À l’initiative d’Ursula Eske, Waltraud Mechsner-Spangenberg et Edgar Zieser, une communauté d’artistes s’est constituée mi-juillet autour de l’atelier « IZwischen den HäusernI » ; celle-ci a donné vie, ne serait-ce que pendant quelques heures, à l’utopie d’une conception radicale de paysage urbain végétalisé : À partir du 16 juillet, la rue Zwischenhausen à Marbourg a fait l’objet d’une performance de longue durée à laquelle ont participé de nombreux bénévoles, notamment des membres dynamiques des pompiers volontaires de la 2e de Ketzerbach – et a favorisé, au-delà de la réflexion, un sentiment de bien-être et de joie de vivre.

La Steinmühle a également participé à ce festival artistique.
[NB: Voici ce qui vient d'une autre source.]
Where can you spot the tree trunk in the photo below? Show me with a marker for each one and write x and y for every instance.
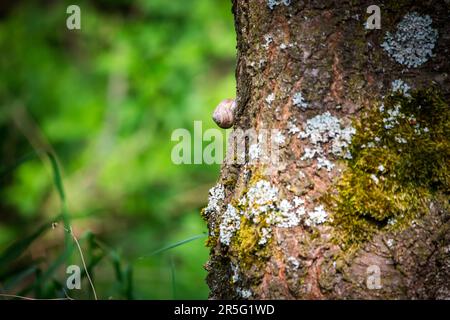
(357, 207)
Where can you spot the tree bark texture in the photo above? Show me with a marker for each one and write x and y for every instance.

« D’une beauté effrayante ou d’une effrayante beauté » : Ines Vielhaben, professeure d’arts plastiques à Steinmühlen, a présenté des œuvres d’art réalisées dans un environnement pauvre en oxygène. À l’intérieur d’une boule Zorb, à l’aide d’un respirateur qui lui a permis de rester plus longtemps dans cette sphère hermétiquement fermée, elle a dessiné des motifs végétaux sur la paroi de la boule, évoquant les conditions de vie d’autrefois, lorsque la photosynthèse fonctionnait encore.

Y a-t-il un espoir pour un climat de changement si l’on reverdit les rues ? Les élèves de la classe de 11e de la Steinmühle ont réfléchi à leurs visions de l’avenir. Les délicats dessins au crayon de Chiara Massa-Enders, Adama Sow, Joela Schwing et Nicolas Althaus illustraient la désolation des forêts déboisées ou des conditions environnementales dans lesquelles les êtres humains ne peuvent survivre qu’avec des masques respiratoires et la nature n’est plus qu’une série de capsules climatiques mobiles.

Cette initiative a été soutenue par la ville de Marbourg dans le cadre du 800e anniversaire de la ville.